Elephant tranquilizer is the sad new drug of choice

A drug used to tranquilize elephants, that is 100 time more potent than the drug that killed Prince, is wreaking new havoc in the nationwide opioid crisis.

The toxic sedative called carfentanil has been linked to recent fatal overdoses in Illinois, Colorado, Wisconsin, and Minnesota.

On Monday, a man in Virginia pleaded guilty to drug distribution after selling $100 of carfentinal-laced heroin to a 21-year-old found dead by her mother on the bathroom floor of their home.

The substance is so powerful that an amount equal to a few grains of salt can be deadly.

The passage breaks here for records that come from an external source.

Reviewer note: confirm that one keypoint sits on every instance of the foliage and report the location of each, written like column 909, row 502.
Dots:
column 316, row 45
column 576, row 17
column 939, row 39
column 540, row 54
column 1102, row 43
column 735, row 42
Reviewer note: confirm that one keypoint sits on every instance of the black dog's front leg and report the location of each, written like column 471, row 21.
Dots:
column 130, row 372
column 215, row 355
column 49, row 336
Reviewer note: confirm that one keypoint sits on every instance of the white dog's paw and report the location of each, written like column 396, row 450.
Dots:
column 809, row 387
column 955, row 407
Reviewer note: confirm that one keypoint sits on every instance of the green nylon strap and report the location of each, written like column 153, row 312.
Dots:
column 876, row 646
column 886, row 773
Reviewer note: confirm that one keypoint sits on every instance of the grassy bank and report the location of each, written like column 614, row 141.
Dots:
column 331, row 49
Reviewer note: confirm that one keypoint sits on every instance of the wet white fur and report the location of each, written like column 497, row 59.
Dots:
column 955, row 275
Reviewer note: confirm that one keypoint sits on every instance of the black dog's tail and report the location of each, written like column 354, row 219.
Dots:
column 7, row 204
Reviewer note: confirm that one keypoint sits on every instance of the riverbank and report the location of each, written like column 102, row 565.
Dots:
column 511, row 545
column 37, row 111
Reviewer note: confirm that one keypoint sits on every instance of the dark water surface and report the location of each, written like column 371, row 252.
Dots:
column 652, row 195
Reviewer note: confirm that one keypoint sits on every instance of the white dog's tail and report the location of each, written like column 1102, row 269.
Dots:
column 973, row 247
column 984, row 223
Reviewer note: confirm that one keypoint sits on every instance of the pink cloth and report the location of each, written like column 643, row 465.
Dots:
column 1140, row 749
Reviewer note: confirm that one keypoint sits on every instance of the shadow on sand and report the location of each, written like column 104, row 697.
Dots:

It requires a very aggressive treatment to reverse the overdose, and first responders are getting pretty burned out responding to back-to-back opioid calls.

The elephant tranquilizer drug is so new that some medical examiners don't have to tools to detect it in autopsies.

Hamilton County in Ohio experienced an average of 50 to 70 reported overdoses a week in early 2016 and four or five deaths.

A month after carfentinal hit the streets, overdoses jumped up with about 200 calls in a single week in August.

The drug meant for elephants is 10,000 times as powerful as morphine. Don't do drugs. Just don't do them, and especially don't do drugs meant for gigantic animals.